In many ways, the EU’s exceptional response to all those who are now fleeing Ukraine echoes what migrants’ rights advocates have long demanded for all refugees: open escape routes, immediate protection instead of protracted asylum procedures, and free choice of the protection-granting country. Volunteer organizations and political initiatives – many of them remnants from Germany’s last refugee crisis – are telling Ukrainians not to apply for asylum in order to save them from the kind of odyssey asylum seekers are typically forced on: exhausting interviews, years of scrutiny and uncertainty, life in camps without privacy, and at the end, in all likelihood, a rejection. 

Yes, even Ukrainians might not be granted protection if they filed an asylum application. Protection quotas for Afghans in Germany, for instance, have declined, and most Afghan asylum seekers are now rejected as the Federal Office for Migration and Refugees argues that they could seek safety within Afghanistan in a region that is not as yet hell (although, perhaps, its precipice). Likewise, in the case of applications by Ukrainians, the Federal Office might identify parts of the countryside to which those from other parts of the country could flee instead of to Germany. Ironically, “Don’t apply for asylum!” is indeed very good advice for refugees from Ukraine.

Instead, Ukrainians are automatically eligible for a residence permit under § 24 of the German Residence Act, the section through which Germany will fulfill the EU’s Temporary Protection Directive. Under § 24, Ukrainians will be immediately able to work or study, are eligible for full social benefits, and are allowed to travel, among other “privileges” compared to previous asylum seekers in Germany.
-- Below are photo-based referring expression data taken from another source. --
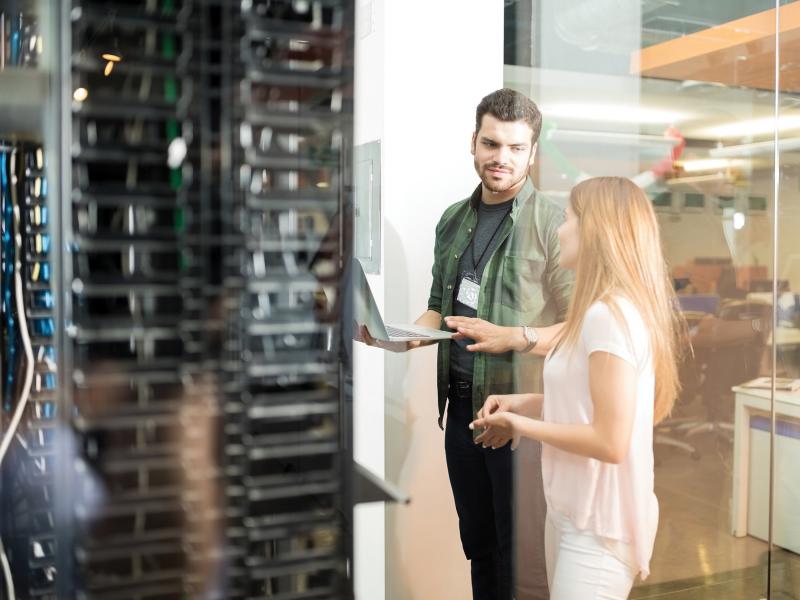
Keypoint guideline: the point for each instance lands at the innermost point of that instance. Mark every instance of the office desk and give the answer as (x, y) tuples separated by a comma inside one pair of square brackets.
[(751, 402)]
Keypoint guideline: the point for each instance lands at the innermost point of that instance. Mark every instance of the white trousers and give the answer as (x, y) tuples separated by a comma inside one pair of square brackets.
[(580, 566)]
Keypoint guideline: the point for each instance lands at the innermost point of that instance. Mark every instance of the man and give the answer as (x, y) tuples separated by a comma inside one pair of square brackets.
[(496, 260)]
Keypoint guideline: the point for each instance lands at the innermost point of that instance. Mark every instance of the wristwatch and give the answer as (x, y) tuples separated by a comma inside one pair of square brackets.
[(531, 337)]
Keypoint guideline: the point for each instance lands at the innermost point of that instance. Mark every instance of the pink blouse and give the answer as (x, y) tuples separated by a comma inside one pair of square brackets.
[(614, 501)]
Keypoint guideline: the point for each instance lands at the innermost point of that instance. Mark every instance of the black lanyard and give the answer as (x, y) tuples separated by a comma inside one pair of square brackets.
[(475, 263)]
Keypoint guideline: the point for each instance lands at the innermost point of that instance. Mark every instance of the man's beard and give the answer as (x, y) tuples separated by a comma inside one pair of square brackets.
[(495, 187)]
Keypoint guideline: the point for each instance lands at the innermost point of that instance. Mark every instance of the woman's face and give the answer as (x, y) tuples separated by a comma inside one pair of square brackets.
[(569, 238)]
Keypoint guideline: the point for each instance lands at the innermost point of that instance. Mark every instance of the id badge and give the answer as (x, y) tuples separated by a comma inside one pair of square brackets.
[(468, 291)]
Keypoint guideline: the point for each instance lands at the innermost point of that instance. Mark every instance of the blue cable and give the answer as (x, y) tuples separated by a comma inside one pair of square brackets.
[(8, 307)]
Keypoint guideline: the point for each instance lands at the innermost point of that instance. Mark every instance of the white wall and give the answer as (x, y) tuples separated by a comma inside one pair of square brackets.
[(420, 74), (368, 404)]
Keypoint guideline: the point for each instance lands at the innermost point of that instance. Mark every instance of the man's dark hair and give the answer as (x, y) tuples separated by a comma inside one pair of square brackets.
[(508, 105)]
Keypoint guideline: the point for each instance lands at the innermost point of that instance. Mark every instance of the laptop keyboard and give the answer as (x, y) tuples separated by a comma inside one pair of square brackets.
[(395, 332)]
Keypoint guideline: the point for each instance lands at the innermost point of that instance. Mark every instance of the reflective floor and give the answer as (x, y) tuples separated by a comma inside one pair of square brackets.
[(695, 556)]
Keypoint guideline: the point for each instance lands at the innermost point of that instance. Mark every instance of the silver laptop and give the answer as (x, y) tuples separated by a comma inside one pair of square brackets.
[(365, 312)]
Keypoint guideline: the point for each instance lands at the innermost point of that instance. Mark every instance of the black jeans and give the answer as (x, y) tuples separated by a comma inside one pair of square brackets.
[(482, 482)]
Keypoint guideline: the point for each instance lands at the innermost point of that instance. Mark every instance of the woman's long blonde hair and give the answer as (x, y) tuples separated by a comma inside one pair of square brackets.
[(620, 254)]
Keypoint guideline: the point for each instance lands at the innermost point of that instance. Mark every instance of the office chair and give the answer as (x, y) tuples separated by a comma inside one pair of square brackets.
[(729, 361)]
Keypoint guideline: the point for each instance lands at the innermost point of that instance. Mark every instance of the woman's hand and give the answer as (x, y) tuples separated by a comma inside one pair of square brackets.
[(488, 337), (499, 428), (529, 405)]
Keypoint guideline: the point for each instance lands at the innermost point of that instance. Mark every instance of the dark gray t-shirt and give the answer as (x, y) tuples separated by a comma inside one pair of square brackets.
[(484, 242)]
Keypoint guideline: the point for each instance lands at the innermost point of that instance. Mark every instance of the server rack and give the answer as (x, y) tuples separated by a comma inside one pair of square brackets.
[(187, 432)]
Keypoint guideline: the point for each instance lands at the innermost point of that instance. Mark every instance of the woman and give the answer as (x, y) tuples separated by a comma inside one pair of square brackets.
[(610, 375)]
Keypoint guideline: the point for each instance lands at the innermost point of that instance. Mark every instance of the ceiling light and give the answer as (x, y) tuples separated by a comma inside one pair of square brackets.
[(756, 148), (710, 164), (752, 127), (611, 113)]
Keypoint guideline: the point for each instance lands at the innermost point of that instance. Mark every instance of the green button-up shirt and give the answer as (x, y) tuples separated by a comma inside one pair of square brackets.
[(522, 284)]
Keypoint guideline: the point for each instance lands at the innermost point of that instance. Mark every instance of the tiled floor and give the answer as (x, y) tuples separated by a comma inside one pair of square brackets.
[(696, 557)]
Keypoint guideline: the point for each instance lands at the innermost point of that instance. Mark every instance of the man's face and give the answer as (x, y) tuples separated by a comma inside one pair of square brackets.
[(503, 153)]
There’s a caveat though: the section only grants a residence permit for – depending on the German federal state – one or two years, and there are as yet no plans for what will happen to Ukrainian refugees in Germany after that period. One must, however, have lived in Germany with a residence title for five years before being eligible to apply for permanent residency. The bridge between one kind of legal status and a more permanent one is missing for Ukrainians; in this way, they are like refugees and asylum seekers who came to Germany before them.

The course of war is as difficult to predict as the course of a life. We do not know if this war will be over in one or two years. We do not know how many Ukrainian refugees will in one or two years still be sitting on packed bags, jumping at the first opportunity to return home, and how many will instead have made a new home in Germany. Even if the war ends soon, some places are simply destroyed. A friend from Mariupol has called her hometown “dead.” There’s no coming back from death.

Of course, we have some immediate things to attend to first. Where will people stay? How will they learn German, and which schools will their children attend? What emotional and physical care do people need? As drawn-out as each day of war, flight, and arrival may feel, however, the years will pass quickly, as they always do, and I think we would do good to think about legal options for Ukrainians before the residence titles we are now issuing expire. In its coalition contract drafted in late 2021, the German federal government made some good suggestions for how to tackle the indefinite legal precariousness too many migrants in Germany live under. Why not combine efforts here and address mistakes of the past as we prevent their replication in the future? Otherwise, we might soon wake up to another large population living in Germany in legal limbo.